As 2013 draws to a close, can we look forward to a more prosperous New Year? This time last year the talk was of an historic triple-dip recession. That did not happen and virtually all current indicators provide a more positive outlook for 2014. The easiest job at the moment must be George Osborne’s script-writer ‘..unemployment down, employment up, inflation down, confidence up, a recovery in the housing market..’ just for starters.
Looking forward, the magic number for 2014 is 2.4%, with the CBI, the OBR and OECD all expecting this level of growth, and with the IMF forecast a little more conservative at 1.9%. In other words, back to its long-term trend rate – that it, the sustainable rate at which no significant macro-economic problems will emerge. Expectations are widespread that growth with come from a continued falling savings ratio, an upturn in fixed investment and solid growth in UK exports sales (which are still below those of 2008!).

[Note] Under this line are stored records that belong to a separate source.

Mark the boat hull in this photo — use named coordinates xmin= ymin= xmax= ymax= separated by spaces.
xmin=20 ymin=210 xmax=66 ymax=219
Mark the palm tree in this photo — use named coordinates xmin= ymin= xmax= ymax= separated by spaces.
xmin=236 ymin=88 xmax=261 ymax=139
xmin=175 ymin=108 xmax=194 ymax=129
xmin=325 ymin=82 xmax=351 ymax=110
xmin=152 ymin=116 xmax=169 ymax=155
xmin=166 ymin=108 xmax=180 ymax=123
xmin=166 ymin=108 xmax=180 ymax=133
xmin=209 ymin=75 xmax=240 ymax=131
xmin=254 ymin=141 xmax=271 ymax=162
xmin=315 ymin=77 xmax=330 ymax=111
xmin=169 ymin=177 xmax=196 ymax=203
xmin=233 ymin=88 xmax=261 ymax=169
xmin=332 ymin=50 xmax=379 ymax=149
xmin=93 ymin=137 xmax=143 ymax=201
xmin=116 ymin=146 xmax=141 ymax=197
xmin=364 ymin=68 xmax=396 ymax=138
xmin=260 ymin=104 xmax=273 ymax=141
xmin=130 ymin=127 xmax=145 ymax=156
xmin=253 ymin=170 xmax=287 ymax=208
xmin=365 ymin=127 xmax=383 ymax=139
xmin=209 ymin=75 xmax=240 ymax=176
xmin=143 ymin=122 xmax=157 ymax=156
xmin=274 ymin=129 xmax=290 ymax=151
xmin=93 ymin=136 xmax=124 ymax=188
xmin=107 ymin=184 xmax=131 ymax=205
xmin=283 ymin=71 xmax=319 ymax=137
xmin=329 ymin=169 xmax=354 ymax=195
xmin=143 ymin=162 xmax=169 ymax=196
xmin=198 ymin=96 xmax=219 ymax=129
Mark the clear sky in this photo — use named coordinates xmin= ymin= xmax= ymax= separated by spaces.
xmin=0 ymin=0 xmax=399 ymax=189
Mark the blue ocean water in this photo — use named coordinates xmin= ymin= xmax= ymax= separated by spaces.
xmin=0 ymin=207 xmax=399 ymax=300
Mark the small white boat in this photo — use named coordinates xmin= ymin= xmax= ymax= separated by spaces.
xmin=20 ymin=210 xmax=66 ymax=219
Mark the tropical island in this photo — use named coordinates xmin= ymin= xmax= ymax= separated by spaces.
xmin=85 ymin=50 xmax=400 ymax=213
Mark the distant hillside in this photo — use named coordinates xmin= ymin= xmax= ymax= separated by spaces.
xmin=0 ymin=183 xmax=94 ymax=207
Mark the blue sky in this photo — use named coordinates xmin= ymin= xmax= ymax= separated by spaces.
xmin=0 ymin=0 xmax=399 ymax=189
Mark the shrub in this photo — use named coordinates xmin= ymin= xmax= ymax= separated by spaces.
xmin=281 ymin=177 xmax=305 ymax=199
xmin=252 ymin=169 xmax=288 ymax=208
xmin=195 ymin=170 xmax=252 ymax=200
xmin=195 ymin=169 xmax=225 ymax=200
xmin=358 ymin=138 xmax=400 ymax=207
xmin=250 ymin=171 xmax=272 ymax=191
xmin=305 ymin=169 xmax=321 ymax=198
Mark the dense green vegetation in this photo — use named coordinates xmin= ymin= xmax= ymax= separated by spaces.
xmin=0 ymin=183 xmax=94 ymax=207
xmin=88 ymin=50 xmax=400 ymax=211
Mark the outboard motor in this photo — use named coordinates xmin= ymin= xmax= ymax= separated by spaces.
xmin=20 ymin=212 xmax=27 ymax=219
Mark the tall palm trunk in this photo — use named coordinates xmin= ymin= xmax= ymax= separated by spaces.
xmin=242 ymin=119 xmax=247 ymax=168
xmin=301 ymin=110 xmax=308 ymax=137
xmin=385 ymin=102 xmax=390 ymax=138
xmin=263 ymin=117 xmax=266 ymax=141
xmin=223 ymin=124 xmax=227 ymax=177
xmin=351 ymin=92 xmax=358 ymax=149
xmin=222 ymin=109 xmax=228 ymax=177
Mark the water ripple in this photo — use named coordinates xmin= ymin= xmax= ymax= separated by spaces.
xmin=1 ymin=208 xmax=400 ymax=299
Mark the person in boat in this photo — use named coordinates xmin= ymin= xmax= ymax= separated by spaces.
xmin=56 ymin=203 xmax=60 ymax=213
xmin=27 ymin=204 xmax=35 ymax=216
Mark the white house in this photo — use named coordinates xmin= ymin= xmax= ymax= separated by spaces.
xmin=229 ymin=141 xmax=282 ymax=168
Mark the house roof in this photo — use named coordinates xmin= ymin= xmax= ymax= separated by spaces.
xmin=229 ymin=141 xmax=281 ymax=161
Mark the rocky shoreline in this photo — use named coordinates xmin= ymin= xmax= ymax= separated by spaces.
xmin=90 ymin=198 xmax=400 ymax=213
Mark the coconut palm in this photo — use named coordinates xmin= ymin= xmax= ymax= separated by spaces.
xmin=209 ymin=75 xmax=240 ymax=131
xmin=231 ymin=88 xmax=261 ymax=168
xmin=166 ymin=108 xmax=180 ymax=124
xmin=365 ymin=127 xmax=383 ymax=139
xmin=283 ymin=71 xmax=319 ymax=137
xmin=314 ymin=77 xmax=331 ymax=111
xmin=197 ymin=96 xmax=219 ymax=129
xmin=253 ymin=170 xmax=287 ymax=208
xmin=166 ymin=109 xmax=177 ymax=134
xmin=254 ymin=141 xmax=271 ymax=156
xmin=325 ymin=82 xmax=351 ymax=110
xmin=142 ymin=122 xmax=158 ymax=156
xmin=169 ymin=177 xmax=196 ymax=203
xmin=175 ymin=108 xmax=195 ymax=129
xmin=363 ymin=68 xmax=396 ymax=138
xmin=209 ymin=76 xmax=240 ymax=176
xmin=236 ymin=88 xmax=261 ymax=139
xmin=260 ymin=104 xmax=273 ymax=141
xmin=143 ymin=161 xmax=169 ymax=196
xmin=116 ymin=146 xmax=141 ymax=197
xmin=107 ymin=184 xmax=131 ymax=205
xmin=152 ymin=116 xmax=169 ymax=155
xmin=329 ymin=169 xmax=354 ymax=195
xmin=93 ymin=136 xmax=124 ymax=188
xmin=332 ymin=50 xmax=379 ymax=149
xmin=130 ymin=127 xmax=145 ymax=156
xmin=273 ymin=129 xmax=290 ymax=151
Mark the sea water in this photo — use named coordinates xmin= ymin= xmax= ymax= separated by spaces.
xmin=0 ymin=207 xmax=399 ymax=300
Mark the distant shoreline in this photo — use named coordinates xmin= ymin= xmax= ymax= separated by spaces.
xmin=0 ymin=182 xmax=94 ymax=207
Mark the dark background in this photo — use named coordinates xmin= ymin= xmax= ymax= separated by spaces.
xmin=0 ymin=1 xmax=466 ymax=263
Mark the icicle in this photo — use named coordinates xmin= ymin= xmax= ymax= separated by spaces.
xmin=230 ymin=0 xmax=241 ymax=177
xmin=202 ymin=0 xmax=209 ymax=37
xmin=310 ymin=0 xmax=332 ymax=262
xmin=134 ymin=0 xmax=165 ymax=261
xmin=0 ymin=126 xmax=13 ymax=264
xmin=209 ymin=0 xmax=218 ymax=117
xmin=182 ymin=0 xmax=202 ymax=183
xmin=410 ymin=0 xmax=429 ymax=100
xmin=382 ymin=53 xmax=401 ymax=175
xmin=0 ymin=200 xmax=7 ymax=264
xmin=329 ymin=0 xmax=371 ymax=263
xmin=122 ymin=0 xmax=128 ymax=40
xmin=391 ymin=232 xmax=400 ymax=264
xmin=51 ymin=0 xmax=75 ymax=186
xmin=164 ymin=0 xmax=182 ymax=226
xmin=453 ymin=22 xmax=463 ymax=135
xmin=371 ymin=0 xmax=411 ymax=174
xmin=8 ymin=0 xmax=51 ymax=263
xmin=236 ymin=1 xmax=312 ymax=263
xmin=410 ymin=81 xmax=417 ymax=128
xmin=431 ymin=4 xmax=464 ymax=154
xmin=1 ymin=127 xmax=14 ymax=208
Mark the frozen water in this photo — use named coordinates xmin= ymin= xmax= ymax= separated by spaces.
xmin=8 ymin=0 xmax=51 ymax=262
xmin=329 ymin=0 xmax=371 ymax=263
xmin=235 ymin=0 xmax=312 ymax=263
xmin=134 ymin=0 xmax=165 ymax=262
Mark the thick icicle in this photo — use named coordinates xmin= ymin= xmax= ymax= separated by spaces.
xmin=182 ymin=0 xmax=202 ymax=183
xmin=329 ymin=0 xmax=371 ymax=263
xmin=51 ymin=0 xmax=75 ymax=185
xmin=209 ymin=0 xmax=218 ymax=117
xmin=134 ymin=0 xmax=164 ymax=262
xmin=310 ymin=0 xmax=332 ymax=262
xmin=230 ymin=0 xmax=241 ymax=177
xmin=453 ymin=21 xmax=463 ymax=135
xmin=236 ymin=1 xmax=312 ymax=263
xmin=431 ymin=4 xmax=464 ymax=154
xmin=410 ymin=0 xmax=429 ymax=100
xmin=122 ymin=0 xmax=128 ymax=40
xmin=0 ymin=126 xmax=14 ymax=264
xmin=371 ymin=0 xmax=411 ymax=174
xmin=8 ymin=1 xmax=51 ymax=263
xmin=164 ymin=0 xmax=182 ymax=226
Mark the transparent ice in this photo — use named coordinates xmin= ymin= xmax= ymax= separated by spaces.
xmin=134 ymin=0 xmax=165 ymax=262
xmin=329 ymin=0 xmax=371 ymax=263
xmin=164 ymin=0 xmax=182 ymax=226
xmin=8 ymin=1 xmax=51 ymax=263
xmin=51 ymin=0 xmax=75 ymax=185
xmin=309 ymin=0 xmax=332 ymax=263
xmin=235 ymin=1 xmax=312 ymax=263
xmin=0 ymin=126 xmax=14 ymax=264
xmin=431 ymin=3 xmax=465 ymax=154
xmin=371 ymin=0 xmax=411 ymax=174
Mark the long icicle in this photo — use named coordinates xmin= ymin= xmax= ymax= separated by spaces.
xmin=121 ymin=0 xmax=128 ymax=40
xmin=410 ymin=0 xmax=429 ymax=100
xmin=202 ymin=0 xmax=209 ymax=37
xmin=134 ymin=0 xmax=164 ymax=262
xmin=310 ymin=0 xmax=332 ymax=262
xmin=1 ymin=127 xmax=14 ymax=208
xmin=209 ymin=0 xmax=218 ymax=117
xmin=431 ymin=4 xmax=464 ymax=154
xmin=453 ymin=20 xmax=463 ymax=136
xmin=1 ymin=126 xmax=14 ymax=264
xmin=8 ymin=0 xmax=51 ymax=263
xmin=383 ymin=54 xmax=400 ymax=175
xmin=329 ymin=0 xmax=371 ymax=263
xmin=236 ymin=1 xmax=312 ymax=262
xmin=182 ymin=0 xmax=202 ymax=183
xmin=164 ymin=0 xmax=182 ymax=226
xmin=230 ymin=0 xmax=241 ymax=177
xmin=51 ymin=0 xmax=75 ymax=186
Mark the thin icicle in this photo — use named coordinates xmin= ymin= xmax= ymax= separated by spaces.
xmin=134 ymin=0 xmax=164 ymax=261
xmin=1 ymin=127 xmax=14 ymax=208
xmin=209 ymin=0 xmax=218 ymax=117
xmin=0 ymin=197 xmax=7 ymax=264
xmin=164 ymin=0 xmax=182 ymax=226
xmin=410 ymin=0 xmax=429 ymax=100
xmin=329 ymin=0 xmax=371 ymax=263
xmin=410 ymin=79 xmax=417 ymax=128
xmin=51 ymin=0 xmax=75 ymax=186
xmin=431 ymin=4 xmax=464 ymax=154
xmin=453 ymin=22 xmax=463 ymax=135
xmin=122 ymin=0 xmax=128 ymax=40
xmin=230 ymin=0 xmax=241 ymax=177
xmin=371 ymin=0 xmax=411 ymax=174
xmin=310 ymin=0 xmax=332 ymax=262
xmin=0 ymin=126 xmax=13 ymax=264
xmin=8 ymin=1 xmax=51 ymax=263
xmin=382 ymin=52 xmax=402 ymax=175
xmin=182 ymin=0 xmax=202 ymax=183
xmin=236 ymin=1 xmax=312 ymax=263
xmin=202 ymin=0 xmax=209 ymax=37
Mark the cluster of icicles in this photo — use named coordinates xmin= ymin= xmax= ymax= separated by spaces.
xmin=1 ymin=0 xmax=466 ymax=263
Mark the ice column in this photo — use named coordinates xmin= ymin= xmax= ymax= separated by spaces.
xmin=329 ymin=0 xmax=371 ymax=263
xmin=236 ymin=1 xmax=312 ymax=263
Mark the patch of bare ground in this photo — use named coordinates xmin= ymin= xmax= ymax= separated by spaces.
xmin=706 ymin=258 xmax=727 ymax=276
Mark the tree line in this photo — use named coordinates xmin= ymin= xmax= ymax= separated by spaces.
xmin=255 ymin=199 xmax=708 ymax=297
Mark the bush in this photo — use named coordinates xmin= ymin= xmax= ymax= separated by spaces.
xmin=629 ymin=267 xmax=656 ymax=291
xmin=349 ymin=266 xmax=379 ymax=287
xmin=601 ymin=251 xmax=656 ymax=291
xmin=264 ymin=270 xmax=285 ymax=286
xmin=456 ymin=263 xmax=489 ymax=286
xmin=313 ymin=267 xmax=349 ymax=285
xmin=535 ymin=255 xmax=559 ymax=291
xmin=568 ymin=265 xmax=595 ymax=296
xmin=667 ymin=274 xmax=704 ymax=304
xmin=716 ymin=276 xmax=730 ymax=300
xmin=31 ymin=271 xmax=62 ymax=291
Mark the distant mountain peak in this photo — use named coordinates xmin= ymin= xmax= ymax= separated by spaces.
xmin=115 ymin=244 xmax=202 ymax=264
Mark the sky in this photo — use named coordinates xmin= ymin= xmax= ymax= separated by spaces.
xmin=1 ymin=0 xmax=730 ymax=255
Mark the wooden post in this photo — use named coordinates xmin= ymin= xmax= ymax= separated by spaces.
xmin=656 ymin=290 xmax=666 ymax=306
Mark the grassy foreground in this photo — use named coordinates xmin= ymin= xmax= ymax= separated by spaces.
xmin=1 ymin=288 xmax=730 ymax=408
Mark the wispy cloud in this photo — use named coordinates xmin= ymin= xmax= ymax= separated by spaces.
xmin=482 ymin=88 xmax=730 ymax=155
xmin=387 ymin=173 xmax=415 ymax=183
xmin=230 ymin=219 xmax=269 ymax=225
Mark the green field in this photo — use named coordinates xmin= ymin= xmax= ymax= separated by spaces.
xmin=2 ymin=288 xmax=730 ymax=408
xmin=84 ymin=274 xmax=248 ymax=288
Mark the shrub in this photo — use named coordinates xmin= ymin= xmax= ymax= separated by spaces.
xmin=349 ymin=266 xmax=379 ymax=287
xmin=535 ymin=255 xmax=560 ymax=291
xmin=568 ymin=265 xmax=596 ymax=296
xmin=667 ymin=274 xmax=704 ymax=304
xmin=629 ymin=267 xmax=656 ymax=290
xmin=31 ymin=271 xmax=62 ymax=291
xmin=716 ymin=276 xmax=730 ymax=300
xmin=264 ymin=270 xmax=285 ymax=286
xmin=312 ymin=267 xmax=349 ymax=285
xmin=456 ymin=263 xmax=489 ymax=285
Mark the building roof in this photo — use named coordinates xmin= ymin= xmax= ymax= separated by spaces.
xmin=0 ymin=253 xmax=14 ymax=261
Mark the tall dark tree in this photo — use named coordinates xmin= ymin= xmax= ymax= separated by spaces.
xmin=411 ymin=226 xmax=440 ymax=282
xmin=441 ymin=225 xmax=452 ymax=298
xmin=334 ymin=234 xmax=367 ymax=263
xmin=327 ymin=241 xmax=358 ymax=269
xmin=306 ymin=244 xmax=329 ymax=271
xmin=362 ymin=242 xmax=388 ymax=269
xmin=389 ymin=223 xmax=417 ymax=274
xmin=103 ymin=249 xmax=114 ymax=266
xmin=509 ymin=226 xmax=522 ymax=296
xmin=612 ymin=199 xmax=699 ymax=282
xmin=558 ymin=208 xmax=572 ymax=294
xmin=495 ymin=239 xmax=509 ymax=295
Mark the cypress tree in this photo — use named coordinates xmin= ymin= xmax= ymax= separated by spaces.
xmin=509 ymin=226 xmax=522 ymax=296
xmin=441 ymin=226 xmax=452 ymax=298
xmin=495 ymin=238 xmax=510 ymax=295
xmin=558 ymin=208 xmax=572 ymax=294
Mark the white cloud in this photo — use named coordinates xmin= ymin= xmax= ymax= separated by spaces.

Dig a little deeper and performance over the last three years indicates a deep and wasteful output gap, with output failing to get to even half the trend rate for the UK, averaging a mere 0.18%. Productivity has hardly budged over the last three years, with output per hour worked less than at the end of 2010. Also, long term unemployment is edging ever higher. This leads one inevitably to wonder whether the Bank of England’s forward guidance policy is just a little too mean spirited when it comes to falling unemployment. Surely, setting a ‘trigger’ level of 7% is too cautious, even though the Bank is a pains to state that this is not a level which would trigger an automatic increase in interest rates. And clearly it is time for the Bank of England to factor out the buoyancy of the housing market, and give the Chancellor something to do. Raising interest rates are, surely, not the way forward in terms of tackling house price inflation, which, even at its most rampant, creates only a modest wealth effect. But it does, never-the-less, need to be tacked for other reasons – none the least being the widening wealth gap, rising inequality, and falling labour mobility. Sorting out the housing market is, without doubt, the Chancellor’s biggest test to date.